All of this raises the question of whether the world’s top economies are complacent about potential dangers. &nbsp,

As officials arrive in Washington, there’s considerable relief that the US has n’t experienced the recession that the vast majority of economists predicted. Or that China’s downshift had n’t pushed mainland growth too far below this year’s 5 % target.

However, there is reason to believe that this is the last sigh before the storm. The geopolitical path is as dangerous as they can get. Middle East tensions are rising as Russia’s war against Ukraine drags on, aside from the ominous debt milestone that the IMF has flagged. And then there’s the return of the” Trump trade”.

Polls indicate a close race between Kamala Harris and former US President Trump. The betting markets, though, suggest Trump might prevail. If so, Asia could quickly find itself in harm’s way.

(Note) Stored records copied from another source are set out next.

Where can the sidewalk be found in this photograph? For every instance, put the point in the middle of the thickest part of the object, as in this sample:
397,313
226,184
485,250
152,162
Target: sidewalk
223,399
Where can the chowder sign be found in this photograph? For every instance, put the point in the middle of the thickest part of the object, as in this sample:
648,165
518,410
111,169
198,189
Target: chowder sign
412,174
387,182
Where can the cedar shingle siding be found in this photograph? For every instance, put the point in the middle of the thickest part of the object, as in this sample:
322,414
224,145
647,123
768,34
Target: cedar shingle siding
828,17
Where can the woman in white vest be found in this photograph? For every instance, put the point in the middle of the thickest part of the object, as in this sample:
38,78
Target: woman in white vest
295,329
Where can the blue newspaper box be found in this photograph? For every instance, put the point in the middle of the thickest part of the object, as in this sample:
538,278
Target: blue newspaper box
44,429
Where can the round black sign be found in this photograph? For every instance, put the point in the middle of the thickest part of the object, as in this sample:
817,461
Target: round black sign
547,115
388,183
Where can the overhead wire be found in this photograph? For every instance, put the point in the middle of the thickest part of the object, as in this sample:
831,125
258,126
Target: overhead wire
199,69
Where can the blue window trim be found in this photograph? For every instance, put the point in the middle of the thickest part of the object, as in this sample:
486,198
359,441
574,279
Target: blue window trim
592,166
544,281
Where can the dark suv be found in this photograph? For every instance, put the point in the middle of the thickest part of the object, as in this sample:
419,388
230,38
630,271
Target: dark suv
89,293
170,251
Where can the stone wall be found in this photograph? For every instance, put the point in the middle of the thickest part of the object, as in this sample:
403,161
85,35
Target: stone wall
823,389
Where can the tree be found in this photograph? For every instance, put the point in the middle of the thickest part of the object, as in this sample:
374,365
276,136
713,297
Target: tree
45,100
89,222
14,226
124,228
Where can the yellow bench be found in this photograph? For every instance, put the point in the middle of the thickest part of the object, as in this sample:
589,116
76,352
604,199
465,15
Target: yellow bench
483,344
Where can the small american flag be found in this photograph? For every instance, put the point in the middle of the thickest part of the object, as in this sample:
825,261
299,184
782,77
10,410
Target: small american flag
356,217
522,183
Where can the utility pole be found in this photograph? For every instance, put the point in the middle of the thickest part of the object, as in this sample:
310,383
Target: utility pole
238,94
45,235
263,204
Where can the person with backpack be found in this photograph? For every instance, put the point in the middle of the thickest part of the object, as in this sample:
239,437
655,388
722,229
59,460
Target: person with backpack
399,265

Trump’s threat to slap 60 % tariffs on all Chinese goods is just the beginning. Many people predict that a Trump 2.0 administration will impose much higher taxes and trade restrictions, wreaking havoc on Asia in 2025.

Even if Trump loses to Harris, he’s hardly going to accept defeat and move on peacefully. Many people are already concerned that their supporters may launch an attack on the US capital to protest his demise because the election was stolen. That’s likely to imperil Washington’s credit rating anew and spook investors pushing Wall Street stocks to all-time highs.

The fallout from the Trump-inspired January 6, 2021 insurrection was among the reasons Fitch Ratings revoked its AAA rating on US debt, joining Standard &amp, Poor’s. The question now is whether Moody’s downgrades the US, too.

This uncertainty favors the BRICS. Southwest Asia is also clearly orienting its attention toward the BRICS countries. &nbsp, All this is a global game-changer that few in the West saw coming.

Earlier this year, Malaysia detailed its ambitions to join the intergovernmental organization. Thailand and Vietnam are also interested in joining the Association of Southeast Asian Nations, which is a group of nations. In Indonesia, an increasing number of lawmakers are BRICS curious, too.

Joe Biden, the president of the United States, may be dealt a particularly bad blow by Southeast Asia’s involvement. Since 2021, a regional bulwark has been a hallmark of the Biden era in opposition to China’s growing influence and attempts to replace the US dollar in trade and finance.

The BRICS phenomenon demonstrates a growing stutter in relations between the US and many ASEAN members. This, at a time when&nbsp, Saudi Arabia&nbsp, is looking to phase out the “petrodollar”. As China, Russia, and Iran square off against old alliances, Riyadh is making more efforts to de-dollarize.

” A gradual democratization of the global financial landscape may be underway, giving way to a world in which more local currencies can be used for international transactions”, says analyst&nbsp, Hung Tran at the Atlantic Council’s Geoeconomics Center.

” In&nbsp, such a world, the dollar would remain prominent but without its outsized clout, complemented by currencies such as the Chinese renminbi, the euro, and the Japanese yen in a way that’s commensurate with the international footprint of their economies”, Tran says.

According to Tran, “how Saudi Arabia approaches the petrodollar continues to be a significant predictor of the financial future as its creation occurred fifty years ago.”

This week in Moscow, that potential future is on full display. Officials in Washington ignore those machinations at their own risk, 800 kilometers away.